I was a late arrival to love--maybe because painting filled my imagination and used me up, and I wasn't particularly aware of any void in my life. For a long time I saw sex mostly as fleeting pleasure. After a decade of empty dalliances in my twenties, a couple years of celibacy, and two brief live-in relationships that expected too much, I fell in love for the first time when I was thirty-four, really in love--with a married man. It was only then that love presented itself in all its unruly splendor.
Once love happens, sex feels like a sacrament--even when it could be called adulterous by the Church. Or your mother.
My mother was a strict Irish Catholic, an old-fashioned woman who quit teaching when she married, to become what people used to call a "homemaker." My late father was her polar opposite--Jewish intellectual, a psychiatrist who agreed with Freud that religion is "an illusion." I can't imagine what brought the two of them together. I pray it wasn't sex--I've got enough of my mother in me that I really don't like to think of anyone's mother having sex. Mother provided my sex education in one anecdote: She told me she'd made my father kneel down beside the bed and pray with her on their wedding night before she would "consummate the marriage." Daddy was an athiest, but apparently he knew where his bread was buttered because nine months later I was born.
Obviously, sex is a mysterious force. Until Michael, I don't think I had a clue about the real power of erotic desire. With him I learned that you can disappear there, can lose yourself in the wilderness of mutual skin, and before you know it, your world has lost its shape and its boundaries. All that matters is the next touch.

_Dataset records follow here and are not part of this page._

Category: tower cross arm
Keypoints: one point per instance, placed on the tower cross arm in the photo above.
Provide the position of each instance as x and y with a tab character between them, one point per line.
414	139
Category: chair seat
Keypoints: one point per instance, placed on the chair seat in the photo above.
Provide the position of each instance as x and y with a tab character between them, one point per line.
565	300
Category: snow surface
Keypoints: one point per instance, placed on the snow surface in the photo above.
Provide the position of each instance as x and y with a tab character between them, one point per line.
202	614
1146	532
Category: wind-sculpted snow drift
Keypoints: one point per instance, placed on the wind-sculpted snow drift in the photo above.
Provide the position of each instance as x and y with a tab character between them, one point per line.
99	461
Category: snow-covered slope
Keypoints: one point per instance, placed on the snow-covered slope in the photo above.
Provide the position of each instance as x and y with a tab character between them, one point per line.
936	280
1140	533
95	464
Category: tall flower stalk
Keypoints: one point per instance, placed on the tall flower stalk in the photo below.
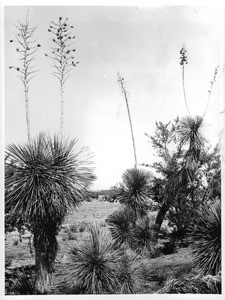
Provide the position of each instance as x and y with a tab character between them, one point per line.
210	89
125	94
26	48
183	61
62	54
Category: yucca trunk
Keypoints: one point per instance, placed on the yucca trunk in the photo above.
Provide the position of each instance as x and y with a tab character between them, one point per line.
46	246
43	276
161	216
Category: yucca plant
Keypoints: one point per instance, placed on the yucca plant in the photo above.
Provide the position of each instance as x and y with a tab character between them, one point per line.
206	234
130	275
95	264
121	228
62	55
49	180
134	192
190	134
26	49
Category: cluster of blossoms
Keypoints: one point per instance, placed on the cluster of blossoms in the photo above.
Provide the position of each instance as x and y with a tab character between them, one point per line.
183	57
27	48
62	52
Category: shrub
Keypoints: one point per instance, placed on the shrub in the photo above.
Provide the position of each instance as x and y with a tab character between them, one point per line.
73	228
193	285
120	227
130	279
94	267
15	242
206	234
82	227
144	239
169	247
71	236
23	284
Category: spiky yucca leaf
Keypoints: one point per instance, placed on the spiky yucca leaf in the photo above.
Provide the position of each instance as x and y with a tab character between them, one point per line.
49	178
120	227
190	134
134	193
95	264
206	233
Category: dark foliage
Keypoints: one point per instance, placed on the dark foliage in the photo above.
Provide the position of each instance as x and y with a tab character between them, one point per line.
206	236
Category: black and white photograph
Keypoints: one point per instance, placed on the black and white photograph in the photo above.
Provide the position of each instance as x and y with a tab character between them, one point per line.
112	150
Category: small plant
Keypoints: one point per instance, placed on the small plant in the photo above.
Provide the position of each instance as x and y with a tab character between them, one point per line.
73	228
82	228
193	285
169	247
94	267
22	285
120	227
71	236
134	192
130	279
15	242
206	236
144	237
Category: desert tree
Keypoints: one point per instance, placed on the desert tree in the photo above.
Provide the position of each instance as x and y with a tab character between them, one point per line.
125	94
26	47
62	54
49	180
206	234
94	266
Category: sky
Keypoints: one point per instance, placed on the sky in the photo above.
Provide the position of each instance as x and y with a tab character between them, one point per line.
143	44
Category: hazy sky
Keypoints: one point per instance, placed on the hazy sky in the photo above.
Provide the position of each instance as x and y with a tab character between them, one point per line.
143	44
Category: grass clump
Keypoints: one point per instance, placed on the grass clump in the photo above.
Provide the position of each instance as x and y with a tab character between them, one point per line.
193	285
94	267
206	235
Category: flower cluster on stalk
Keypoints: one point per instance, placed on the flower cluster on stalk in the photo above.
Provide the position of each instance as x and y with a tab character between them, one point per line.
183	57
26	47
62	53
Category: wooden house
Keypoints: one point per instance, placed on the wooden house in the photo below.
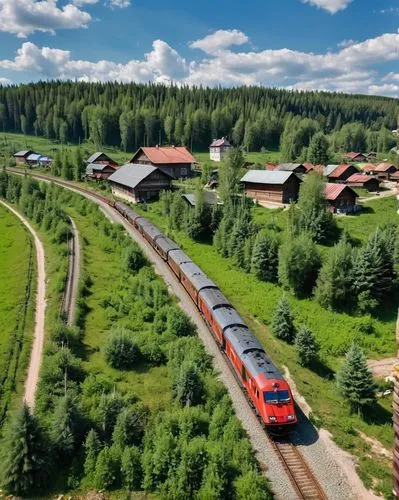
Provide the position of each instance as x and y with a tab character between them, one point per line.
177	162
296	168
271	185
341	173
341	198
385	170
101	158
219	148
137	183
21	156
368	182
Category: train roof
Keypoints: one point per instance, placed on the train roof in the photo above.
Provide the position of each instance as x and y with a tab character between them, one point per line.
214	298
152	231
259	363
227	316
242	340
198	279
179	257
166	244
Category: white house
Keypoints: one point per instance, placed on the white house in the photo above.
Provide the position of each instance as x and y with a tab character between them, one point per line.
219	148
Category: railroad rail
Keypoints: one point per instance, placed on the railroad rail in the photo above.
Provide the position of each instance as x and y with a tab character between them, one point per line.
299	473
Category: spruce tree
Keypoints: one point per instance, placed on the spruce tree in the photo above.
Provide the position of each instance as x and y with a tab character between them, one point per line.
355	381
264	262
24	452
307	347
283	321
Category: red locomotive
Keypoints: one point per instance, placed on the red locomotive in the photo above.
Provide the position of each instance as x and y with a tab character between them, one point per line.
266	387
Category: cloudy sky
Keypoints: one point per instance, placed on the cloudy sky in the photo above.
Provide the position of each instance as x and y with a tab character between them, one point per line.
341	45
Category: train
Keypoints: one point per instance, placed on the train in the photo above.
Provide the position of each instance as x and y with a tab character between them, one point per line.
269	393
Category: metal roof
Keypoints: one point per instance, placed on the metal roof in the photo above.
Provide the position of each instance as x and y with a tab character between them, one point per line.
213	298
242	340
259	362
227	316
267	177
179	257
131	174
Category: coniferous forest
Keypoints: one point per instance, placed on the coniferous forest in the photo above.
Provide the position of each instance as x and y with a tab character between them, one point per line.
132	115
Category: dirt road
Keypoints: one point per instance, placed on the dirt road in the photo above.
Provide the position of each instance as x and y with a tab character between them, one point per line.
37	347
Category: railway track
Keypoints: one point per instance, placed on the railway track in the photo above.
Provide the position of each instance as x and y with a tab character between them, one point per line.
299	473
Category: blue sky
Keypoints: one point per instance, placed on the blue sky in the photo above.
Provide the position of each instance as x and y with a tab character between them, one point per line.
341	45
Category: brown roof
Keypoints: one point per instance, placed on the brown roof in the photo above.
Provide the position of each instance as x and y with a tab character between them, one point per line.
166	155
333	191
383	167
337	172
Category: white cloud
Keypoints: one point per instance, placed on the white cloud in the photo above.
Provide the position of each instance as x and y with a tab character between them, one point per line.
220	40
24	17
332	6
352	69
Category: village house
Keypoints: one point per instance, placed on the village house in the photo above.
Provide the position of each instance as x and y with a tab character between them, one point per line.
368	182
341	198
353	157
21	156
174	161
101	158
219	148
340	172
99	171
271	185
137	183
385	170
296	168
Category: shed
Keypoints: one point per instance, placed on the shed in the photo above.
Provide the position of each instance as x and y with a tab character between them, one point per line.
271	185
341	197
368	182
177	162
137	183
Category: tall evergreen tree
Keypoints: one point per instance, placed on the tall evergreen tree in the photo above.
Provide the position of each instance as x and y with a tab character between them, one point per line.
355	381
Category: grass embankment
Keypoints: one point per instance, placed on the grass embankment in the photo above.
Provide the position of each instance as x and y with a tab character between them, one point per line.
256	302
17	305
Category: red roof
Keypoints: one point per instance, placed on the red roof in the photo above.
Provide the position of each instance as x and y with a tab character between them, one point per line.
383	167
360	178
332	191
337	172
166	155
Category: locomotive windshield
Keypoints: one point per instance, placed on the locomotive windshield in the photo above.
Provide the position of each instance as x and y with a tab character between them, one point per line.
274	397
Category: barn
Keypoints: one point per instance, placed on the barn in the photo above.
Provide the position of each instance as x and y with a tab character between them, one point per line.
271	185
177	162
370	183
138	183
341	198
340	173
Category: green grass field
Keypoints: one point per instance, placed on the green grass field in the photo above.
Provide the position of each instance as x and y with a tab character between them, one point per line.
17	304
256	302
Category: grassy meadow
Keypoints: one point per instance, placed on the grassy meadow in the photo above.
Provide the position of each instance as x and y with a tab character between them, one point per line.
17	304
256	302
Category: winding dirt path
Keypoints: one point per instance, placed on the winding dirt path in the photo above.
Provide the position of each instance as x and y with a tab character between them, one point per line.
37	347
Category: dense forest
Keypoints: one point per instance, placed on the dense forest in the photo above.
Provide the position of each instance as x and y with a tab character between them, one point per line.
130	115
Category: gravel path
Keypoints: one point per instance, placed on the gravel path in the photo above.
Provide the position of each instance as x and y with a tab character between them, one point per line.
37	347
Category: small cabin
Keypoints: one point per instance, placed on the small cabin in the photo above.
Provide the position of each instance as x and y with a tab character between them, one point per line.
219	148
271	185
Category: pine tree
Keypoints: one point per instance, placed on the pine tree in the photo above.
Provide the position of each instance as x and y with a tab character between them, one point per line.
318	149
307	347
24	453
283	321
264	262
355	381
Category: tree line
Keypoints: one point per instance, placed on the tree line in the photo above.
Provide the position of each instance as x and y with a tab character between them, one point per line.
133	115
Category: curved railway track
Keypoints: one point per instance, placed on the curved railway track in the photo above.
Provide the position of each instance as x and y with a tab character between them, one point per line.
302	479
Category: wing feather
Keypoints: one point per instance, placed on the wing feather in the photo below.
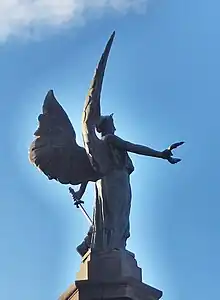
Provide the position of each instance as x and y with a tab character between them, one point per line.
96	148
55	151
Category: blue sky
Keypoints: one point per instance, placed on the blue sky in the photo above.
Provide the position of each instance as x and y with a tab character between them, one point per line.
162	83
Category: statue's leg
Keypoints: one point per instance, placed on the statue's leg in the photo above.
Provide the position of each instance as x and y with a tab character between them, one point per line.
86	244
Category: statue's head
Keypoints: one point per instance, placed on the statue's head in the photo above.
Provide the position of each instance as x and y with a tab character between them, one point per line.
106	125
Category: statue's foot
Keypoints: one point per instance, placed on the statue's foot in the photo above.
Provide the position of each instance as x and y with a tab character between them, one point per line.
82	249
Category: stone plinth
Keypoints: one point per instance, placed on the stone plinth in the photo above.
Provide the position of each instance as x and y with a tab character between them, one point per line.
110	276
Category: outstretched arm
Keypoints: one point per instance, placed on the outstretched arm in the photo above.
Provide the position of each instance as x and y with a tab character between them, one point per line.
143	150
78	195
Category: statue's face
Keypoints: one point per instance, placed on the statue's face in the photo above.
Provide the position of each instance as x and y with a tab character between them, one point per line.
106	125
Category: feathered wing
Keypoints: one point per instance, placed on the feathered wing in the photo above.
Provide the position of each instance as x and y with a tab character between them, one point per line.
96	148
55	151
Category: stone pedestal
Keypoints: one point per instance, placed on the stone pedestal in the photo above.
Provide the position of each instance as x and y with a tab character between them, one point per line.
110	276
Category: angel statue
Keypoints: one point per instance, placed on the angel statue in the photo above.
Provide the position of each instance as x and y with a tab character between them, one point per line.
103	160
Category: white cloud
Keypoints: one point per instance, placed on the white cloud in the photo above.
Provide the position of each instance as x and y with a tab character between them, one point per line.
19	17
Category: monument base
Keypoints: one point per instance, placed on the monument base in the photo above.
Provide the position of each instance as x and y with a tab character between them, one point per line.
110	276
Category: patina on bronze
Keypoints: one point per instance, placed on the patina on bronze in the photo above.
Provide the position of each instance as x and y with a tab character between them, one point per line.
103	160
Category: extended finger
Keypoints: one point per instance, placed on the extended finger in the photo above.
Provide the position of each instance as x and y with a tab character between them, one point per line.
175	145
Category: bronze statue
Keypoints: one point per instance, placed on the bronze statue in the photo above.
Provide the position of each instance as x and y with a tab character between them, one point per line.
104	161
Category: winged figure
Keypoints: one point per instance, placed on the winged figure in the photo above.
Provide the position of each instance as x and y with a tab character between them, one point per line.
103	160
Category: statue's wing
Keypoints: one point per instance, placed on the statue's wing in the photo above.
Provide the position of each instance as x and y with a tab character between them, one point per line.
55	151
96	148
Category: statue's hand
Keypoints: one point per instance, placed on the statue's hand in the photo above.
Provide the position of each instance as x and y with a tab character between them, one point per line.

I often had to wait for that, though, because now I was what people like to call the "other woman," a term that makes clear that no matter how real the love, you're a spare--like a summer house in the Hamptons or the shoes he saves for formal occasions; something he doesn't actually live with, but which he keeps just outside his field of vision, his real life, in case he should need it.
In that state two perfectly nice people can turn a world inside out and scarcely notice. At some point they may look around the ruined landscape and find they can't quite orient themselves to what they've made. The married party has another life and goes back to it after each assignation; the unmarried one becomes more and more solitary, spends too many free hours waiting for the married lover to appear. People speak of adultery as a double life, and I found it did add up to two lives: Michael had a life and a half to deal with; I had half a life. Even with the demands and pleasures of work, it began to seem as if the meaning of my existence could be summed up in one question: When will I see you again? It's not encouraging to realize your life's meaning has been reduced to the title of a bad song from your early dating years.
I'd show up at art openings and social functions alone, and when friends tried to fix me up with available men (often, oddly, with the words, "He's a big teddy bear," or, "He's a bear of a man," as if I were looking for someone to hibernate with), I'd turn them down with vague explanations. I couldn't tell them the truth: I'd promised Michael I would talk to no one about us until he'd found a way to tell his wife he wanted to leave the marriage.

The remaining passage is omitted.